Das ist dramatisch. Professionseigene Anliegen treten in den Hintergrund gegenüber Formalien, die sich verselbständigt haben und zum Selbstzweck geworden sind. Aus Sorge vor allfälligen Klagen wird die ärztliche Kunst fallweise „prophylaktisch“ unterlassen bzw. finden komplexere Behandlungsformen nicht statt.
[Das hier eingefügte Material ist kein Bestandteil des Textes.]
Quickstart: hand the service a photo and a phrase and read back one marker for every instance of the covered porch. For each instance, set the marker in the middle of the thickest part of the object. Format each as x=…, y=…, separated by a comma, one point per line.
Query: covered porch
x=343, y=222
Der Begriff der defensiven Medizin wird Mitte der 1980er Jahre vom deutschen Chirurgen Werner Wachsmuth ausführlich beschrieben (Wachsmuth 1985); 2015 wird das Phänomen in einem Schweizer Magazin wie folgt erklärt: „Defensive Medizin ist eine Methode medizinischer Praxis, die allfällige Klagen gegen den behandelnden Arzt wegen Vernachlässigung der ärztlichen Sorgfaltspflicht, Fahrlässigkeit oder eines Kunstfehlers
verhindern soll. Diagnostische Tests oder Therapien werden in erster Linie verordnet und durchgeführt, um das Risiko einer allfälligen straf- oder haftpflichtrechtlichen Verantwortlichkeit zu reduzieren“ (Steurer/Gächter 2015, S. 814).
…und ihre Folgen
Die Autoren erklären weiter, diese Form medizinischer Intervention bliebe nicht folgenlos für Patientinnen und Patienten: teilweise würden sie dadurch unnötigen Risiken bzw. Belastungen ausgesetzt.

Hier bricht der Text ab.